Thursday, March 12, 2009



This is Phil. 
Philharmonic. In the dark friendliness of Fracas Studio. Dark is hard to find in Byron Bay, with the sun as it is. But dark and cool it is.
Phil records and creates music and audio aids for language teaching.
He has written songs for a New Zealand company teaching Pacific island immigrants English. The songs are classic and original jazz.
Phil’s dad was a New South Wales assistant police commissioner. “My fascist dad,” Phil explains, forgivingly. His mum played piano and a granddad was musical. So Phil’s son looks set for a lengthy career with his Paper Scissors rock band.
Recording studios always have good people.
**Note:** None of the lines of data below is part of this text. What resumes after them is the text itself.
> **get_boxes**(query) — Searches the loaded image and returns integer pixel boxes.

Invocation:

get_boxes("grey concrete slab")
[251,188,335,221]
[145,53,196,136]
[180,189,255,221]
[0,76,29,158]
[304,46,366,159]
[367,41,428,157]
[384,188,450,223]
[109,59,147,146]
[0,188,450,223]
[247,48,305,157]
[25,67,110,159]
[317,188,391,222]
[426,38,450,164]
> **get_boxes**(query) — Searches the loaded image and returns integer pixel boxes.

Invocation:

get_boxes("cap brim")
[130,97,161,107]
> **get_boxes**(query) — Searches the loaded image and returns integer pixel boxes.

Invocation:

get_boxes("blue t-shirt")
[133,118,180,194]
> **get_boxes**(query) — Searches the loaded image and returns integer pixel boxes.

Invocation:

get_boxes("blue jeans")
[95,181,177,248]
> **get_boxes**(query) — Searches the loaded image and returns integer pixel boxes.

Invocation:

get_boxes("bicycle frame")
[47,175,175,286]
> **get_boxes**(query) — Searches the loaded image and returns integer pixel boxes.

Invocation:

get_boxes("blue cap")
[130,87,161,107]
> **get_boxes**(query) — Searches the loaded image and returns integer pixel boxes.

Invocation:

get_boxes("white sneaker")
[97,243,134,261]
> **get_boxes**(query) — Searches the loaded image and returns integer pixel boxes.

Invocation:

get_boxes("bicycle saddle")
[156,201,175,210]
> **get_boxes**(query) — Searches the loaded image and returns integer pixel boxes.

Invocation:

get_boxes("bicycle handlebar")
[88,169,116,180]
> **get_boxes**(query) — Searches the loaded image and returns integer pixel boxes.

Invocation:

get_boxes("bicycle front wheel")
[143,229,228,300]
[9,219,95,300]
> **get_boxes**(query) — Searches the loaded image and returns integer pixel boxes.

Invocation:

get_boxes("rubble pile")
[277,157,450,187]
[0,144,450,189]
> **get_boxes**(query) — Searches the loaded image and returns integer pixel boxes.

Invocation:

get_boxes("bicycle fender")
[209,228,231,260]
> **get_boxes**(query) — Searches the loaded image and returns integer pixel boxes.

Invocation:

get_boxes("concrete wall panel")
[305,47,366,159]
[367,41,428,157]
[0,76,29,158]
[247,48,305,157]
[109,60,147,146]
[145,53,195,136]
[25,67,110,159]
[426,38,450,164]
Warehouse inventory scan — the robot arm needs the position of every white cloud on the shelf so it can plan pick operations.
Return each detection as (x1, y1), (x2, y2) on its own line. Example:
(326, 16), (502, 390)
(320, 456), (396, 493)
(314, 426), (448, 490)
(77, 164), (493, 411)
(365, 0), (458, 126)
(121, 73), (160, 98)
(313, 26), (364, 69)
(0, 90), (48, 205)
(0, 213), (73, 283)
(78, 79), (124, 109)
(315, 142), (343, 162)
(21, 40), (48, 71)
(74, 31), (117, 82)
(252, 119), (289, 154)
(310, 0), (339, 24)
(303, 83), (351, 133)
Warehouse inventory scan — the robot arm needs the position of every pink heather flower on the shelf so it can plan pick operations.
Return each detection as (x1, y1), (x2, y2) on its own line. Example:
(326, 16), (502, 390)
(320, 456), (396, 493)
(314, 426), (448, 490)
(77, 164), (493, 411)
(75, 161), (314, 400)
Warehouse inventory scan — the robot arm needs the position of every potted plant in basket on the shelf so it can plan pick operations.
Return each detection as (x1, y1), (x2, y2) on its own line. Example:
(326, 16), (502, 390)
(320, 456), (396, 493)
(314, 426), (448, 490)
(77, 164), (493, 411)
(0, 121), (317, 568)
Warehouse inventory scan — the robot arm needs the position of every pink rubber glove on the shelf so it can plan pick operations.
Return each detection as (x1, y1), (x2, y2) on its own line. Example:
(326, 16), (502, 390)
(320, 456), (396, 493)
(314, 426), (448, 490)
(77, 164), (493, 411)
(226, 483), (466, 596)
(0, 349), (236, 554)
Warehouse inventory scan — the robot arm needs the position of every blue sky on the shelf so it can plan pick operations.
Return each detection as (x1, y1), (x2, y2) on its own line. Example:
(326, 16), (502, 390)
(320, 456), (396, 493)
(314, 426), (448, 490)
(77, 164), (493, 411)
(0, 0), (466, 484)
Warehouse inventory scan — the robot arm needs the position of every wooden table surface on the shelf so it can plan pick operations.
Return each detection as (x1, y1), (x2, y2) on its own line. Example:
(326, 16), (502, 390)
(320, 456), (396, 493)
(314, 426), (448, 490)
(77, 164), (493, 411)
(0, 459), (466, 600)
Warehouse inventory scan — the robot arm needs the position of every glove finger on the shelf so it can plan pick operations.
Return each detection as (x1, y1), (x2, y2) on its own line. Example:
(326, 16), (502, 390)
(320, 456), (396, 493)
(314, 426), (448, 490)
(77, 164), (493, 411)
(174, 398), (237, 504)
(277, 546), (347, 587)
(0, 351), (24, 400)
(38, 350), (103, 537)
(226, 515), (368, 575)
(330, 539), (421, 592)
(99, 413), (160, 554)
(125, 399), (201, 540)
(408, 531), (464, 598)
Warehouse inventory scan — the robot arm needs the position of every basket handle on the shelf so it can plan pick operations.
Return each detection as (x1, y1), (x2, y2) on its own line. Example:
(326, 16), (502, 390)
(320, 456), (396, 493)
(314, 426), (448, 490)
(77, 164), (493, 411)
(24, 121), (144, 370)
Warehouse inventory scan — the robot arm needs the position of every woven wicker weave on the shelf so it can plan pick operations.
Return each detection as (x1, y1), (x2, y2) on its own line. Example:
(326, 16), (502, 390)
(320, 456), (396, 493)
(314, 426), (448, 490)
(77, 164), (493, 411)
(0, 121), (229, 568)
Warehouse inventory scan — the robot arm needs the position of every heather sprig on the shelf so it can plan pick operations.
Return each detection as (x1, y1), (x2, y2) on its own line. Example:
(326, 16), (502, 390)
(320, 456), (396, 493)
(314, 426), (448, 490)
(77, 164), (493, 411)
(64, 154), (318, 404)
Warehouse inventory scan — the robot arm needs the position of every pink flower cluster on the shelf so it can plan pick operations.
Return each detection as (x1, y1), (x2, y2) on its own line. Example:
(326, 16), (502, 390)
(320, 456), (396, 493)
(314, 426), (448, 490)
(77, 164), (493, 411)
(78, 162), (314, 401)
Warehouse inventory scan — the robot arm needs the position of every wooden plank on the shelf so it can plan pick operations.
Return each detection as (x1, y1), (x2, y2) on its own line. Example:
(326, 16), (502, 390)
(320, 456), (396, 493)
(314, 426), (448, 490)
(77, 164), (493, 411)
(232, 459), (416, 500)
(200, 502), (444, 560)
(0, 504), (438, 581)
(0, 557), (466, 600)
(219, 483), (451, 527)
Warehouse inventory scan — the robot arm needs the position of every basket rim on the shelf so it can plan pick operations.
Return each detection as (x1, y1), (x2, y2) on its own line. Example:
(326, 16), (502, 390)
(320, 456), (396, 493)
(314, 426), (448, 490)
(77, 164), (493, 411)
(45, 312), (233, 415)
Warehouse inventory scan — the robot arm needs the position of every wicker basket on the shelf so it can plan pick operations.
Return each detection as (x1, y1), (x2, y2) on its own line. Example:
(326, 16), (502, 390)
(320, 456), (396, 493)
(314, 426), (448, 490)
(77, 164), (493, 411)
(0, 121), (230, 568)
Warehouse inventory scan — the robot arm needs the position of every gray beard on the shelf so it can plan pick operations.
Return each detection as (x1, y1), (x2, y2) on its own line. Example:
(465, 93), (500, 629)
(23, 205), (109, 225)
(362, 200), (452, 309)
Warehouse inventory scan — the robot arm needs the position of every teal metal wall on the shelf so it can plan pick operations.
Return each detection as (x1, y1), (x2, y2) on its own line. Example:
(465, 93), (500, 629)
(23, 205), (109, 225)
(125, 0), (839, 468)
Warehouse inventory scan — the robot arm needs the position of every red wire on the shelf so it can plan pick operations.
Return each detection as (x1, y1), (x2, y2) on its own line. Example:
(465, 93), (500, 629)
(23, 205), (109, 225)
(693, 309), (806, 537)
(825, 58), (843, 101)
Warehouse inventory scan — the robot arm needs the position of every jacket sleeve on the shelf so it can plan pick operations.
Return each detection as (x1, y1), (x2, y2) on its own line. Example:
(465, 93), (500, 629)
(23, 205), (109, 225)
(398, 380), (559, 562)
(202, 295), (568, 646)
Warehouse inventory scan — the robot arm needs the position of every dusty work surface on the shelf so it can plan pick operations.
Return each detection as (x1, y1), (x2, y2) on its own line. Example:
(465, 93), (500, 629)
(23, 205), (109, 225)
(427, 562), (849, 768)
I’m recording for one of Phil’s clients, a Dutch high-school language-teaching software. 20 pages of single words. They are to be clickable audio aids. So every word has to have attack. Then, a voice-over for a Swedish client. It’s a script for a technological implement, the purpose of which remains unclear.



Tuesday, March 03, 2009

This is Byron


Byron Bay gives you commerce and karma. Supermarket aisles thronged with Swedish backpackers and Korean language students. Barefoot kids trailing parents down the main street. And the world's best fish n chips.


Hippies and BMWs, tourists and yoga teachers, but no McDonald's or high-rises.


Even the newsagent's uses the local lingo. Best bumper sticker this year?
SAVE THE PLANET. IT'S THE ONLY ONE WITH CHOCOLATE.